What volume of oxygen, in ml, would be produced : What volume of oxygen, in ml, would be produced at STP (0 degrees C and 1.00atom) by the decomposition of 3.428g of sodium chlorate, according to 2NaClO3(s) -> 2NaCl(s) + 3O2(g)
Explain there is no relationship between income and time : Clearly a straight line model does not accurately describe what is going on with this data. Does this mean there is no relationship between income and time?
Prepare the journal entries for the transaction : Prepare the journal entries for each transaction above regarding the conversion of the bonds (using book value method), and the retirement of the bonds.
Explain why a higher marginal tax rate reduces : Suppose government increases autonomous taxes and defence expenditure by the same amount. Will real GDP increase in the short run? Why?
What would be the partial pressure of the oxygen : If oxygen gas were collected over water at 295K and the total pressure of the wet gas were 710 mm Hg, what would be the partial pressure of the oxygen
Which bag increased the most in volume : for each of the bags, identify whether the solution inside was hypertonic, hypotonic or isotonic in comparison to the beaker solution it was placed in.
Journalize the september transactions : Sept. 6 Purchased calculators from Green Box Co. at a total cost of $2,441, terms n/30. Journalize the September transactions.

Reviews

Write a Review

Accounting Basics Questions & Answers

  How much control does fed have over this longer real rate

Hubbard argues that the Fed can control the Fed funds rate, but the interest rate that is important for the economy is a longer-term real rate of interest.   How much control does the Fed have over this longer real rate?

  Coures:- fundamental accounting principles

Coures:- Fundamental Accounting Principles: - Explain the goals and uses of special journals.

  Accounting problems

Accounting problems,  Draw a detailed timeline incorporating the dividends, calculate    the exact Payback Period  b)   the discounted Payback Period. the IRR,  the NPV, the Profitability Index.

  Write a report on internal controls

Write a report on Internal Controls

  Prepare the bank reconciliation for company

Prepare the bank reconciliation for company.

  Cost-benefit analysis

Create a cost-benefit analysis to evaluate the project

  Theory of interest

Theory of Interest: NPV, IRR, Nominal and Real, Amortization, Sinking Fund, TWRR, DWRR

  Liquidity and profitability

Distinguish between liquidity and profitability.

  What is the expected risk premium on the portfolio

Your Corp, Inc. has a corporate tax rate of 35%. Please calculate their after tax cost of debt expressed as a percentage.
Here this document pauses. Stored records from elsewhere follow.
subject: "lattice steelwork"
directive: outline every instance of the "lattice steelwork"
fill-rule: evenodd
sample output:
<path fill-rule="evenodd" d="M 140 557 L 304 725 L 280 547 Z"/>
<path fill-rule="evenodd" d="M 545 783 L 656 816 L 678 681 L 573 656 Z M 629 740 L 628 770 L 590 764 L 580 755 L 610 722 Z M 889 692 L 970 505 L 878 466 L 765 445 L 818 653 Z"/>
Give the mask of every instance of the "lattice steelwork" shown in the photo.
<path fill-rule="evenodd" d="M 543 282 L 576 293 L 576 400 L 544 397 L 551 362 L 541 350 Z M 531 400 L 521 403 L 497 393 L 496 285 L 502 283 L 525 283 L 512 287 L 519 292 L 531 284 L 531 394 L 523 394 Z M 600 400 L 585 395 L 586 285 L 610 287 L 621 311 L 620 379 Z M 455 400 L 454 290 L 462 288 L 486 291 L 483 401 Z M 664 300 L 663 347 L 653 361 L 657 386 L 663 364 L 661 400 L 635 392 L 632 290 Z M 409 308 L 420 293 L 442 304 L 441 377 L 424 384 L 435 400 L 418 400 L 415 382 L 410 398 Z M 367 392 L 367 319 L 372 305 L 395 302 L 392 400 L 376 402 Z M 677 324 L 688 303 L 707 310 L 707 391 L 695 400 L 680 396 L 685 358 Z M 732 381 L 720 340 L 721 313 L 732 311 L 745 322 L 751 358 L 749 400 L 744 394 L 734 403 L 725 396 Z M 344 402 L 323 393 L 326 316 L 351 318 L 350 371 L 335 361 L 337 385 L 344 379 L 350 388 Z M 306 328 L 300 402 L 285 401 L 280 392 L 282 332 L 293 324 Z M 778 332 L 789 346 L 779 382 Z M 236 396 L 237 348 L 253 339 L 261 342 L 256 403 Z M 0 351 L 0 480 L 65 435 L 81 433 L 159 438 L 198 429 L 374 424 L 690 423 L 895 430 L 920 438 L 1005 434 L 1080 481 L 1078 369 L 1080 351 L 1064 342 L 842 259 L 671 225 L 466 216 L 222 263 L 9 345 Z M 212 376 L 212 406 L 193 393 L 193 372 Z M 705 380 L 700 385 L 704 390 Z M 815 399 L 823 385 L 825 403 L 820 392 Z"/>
Your Corp, Inc. has several outstanding bond issues all of which require semiannual interest payments.

  Simple interest and compound interest

Simple Interest, Compound interest, discount rate, force of interest, AV, PV

  Capm and venture capital

CAPM and Venture Capital

Free Assignment Quote

Assured A++ Grade

Get guaranteed satisfaction & time on delivery in every assignment order you paid with us! We ensure premium quality solution document along with free turntin report!